The success of Tesla Motors is partly based on the fact that Panasonic is constantly developing their batteries (and increasing the capacity of their batteries) as well. Every year there seems to be an improvement of 8% or 9%. I heard Elon Musk say that at the Oxford Martin School, when he was invited there to talk about the future of Energy and Transport.
That would mean that Tesla Motors could have a Model X on offer that would have a 200 kWh battery pack between the wheels in the year 2023? Offcourse there will be many other improvements by then, but let's stick to the capacity of the battery pack (in this thread).
Just imagine what the range would be on a fully charged battery?

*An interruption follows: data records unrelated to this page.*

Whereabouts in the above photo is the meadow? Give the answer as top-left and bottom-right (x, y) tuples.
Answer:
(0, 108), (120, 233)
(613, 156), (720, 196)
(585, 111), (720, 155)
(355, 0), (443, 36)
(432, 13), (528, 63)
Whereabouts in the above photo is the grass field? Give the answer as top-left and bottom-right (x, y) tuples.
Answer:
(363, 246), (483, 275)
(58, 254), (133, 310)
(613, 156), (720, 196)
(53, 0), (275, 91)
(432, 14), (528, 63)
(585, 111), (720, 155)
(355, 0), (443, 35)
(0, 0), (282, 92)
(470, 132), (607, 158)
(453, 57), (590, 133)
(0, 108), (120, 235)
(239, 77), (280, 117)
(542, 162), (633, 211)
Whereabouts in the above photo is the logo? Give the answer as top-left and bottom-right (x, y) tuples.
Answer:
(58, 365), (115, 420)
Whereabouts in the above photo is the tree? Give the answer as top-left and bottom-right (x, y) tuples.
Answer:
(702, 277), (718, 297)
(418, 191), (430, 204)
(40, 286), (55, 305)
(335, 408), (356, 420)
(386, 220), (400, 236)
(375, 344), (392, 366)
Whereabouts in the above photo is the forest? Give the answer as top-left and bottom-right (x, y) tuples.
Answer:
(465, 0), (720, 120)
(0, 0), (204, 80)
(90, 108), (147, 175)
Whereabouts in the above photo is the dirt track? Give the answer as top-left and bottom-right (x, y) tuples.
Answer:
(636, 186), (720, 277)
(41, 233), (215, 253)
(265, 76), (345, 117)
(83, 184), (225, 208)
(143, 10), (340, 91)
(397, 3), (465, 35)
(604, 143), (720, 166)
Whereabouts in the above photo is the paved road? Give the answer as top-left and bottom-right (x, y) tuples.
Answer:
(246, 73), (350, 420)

"Lithium technology is advancing rapidly. Old technology cells aren't good enough to make cutting edge electric cars. The lithium cells in Tesla's Model S store twice the energy (W-hr/kg) of old technology LVP-65 cells in the Boeing battery and more than the cells used in the Volt, Fisker, Coda, LEAF, or iMev. Nano-structured manganese cathodes, silicon anodes and better electrolytes will double performance compared to the Model S cells by 2016. After that sulfur cathodes, tin anodes and other new materials are in the pipeline to increase cell performance even further. Having the best cells, is one reason Tesla cars out range and out perform competitors. By choosing commodity lithium cells, Tesla gains earliest access to developed, field tested cells with the latest technology and best performance."
"Tesla's competitors have followed the 'value engineering' ethos of the car industry, choosing specialty automotive lithium cells over commodity cells. This approach may end up exposing these companies to unforeseen safety issues, and perhaps as important may leave them one-step-behind in battery technology and vehicle performance."
Tesla is on the right track heading for a bright future.